Dibs on the Bartender by Harper Giselle

Dibs on the Bartender by Harper Giselle

Author:Harper, Giselle
Language: eng
Format: epub
Publisher: AKQ Publishing
Published: 2022-12-16T00:00:00+00:00


Chapter Twelve

When I woke the next morning, I rolled over on to my bookbag. Why didn’t I put that away? I looked closer at the contents spilling out. I definitely grabbed my textbooks—but did I grab my diary?

I grabbed my bag and dumped it out onto the sheets. Pens and notepads and neatly stapled packets of paper spilled everywhere. I moved them around frantically, searching for anything that might have fallen out underneath them. No luck. The diary was not there. I hadn’t grabbed it. I needed to find it—now.

I had written so many personal things. About life back home. About my disdain for the other girls on this trip. About Rufus. About the game. If the diary wound up in the wrong person’s hands, it could be devastating for them and for me. Regret sank into my stomach. How could I have been so stupid and careless with something so personal?

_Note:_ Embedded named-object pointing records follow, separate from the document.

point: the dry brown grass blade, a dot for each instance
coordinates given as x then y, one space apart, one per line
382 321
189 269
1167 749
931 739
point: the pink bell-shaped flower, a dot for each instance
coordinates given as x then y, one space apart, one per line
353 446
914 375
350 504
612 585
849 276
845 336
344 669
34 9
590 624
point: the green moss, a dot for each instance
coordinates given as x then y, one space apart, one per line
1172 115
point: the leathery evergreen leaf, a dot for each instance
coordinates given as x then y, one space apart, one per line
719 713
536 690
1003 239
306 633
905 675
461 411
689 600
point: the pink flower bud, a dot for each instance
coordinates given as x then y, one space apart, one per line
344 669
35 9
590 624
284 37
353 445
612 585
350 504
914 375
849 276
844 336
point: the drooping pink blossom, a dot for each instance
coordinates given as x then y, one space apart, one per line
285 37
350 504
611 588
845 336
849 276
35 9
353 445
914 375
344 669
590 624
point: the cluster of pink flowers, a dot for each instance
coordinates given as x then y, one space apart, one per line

I quickly dressed and threw my hair in a ponytail. There was no time to make myself look good today. I was on a mission.

I threw on sweatpants and an oversized gray t-shirt. My messy ponytail held my curls to the top of my head, and I glanced in the mirror on my way out. Yesterday’s makeup was still there. I looked smudged up and sleepy-eyed, but I didn’t care. My concerns were far greater than being picture-perfect in the moment. I had a reputation to salvage. Feelings to save. Embarrassment to avoid.

I frantically scampered up on deck, tripping over my own feet as I hit the stairway. I was making a beeline directly for the chair I’d been sitting in the day before. With any luck, the diary would still be there where I’d left it. As I rounded the corner at the top of the stairs, I noticed a woman sitting in the chair reading a magazine. I approached as casually as I could, scanning the floor for any sign of my diary—but to no avail.

The woman noticed me lurking and gave me an annoyed glance over the top of her magazine. I backed up a few steps, trying to be less obvious as I scanned my eyes under the table and the chair next to hers. She didn’t buy it.

“Can I help you with something?” she snapped. My face flushed with embarrassment.

“No,” I said. “I mean, maybe.” I was too nervous to even ask about the diary at this point. If she read it, and I told her it was mine, she’d for sure think I was the worst person she’d ever encountered on the planet. There was no safe way to get around this. I finally decided to just blurt it out.

“I, uh... I left a diary here?” I said.

She scoffed, giving me a look up and down with a judgmental, casual glance. “A diary?” she asked. “Honey, aren’t we a little old for diaries?”

A man nearby, loading batteries into his camera, overheard and chuckled. I was mortified.

“It helps me,” I said. “Did you see it?”

She shook her head, bewildered at the idea of a grown woman writing in a diary, I suppose.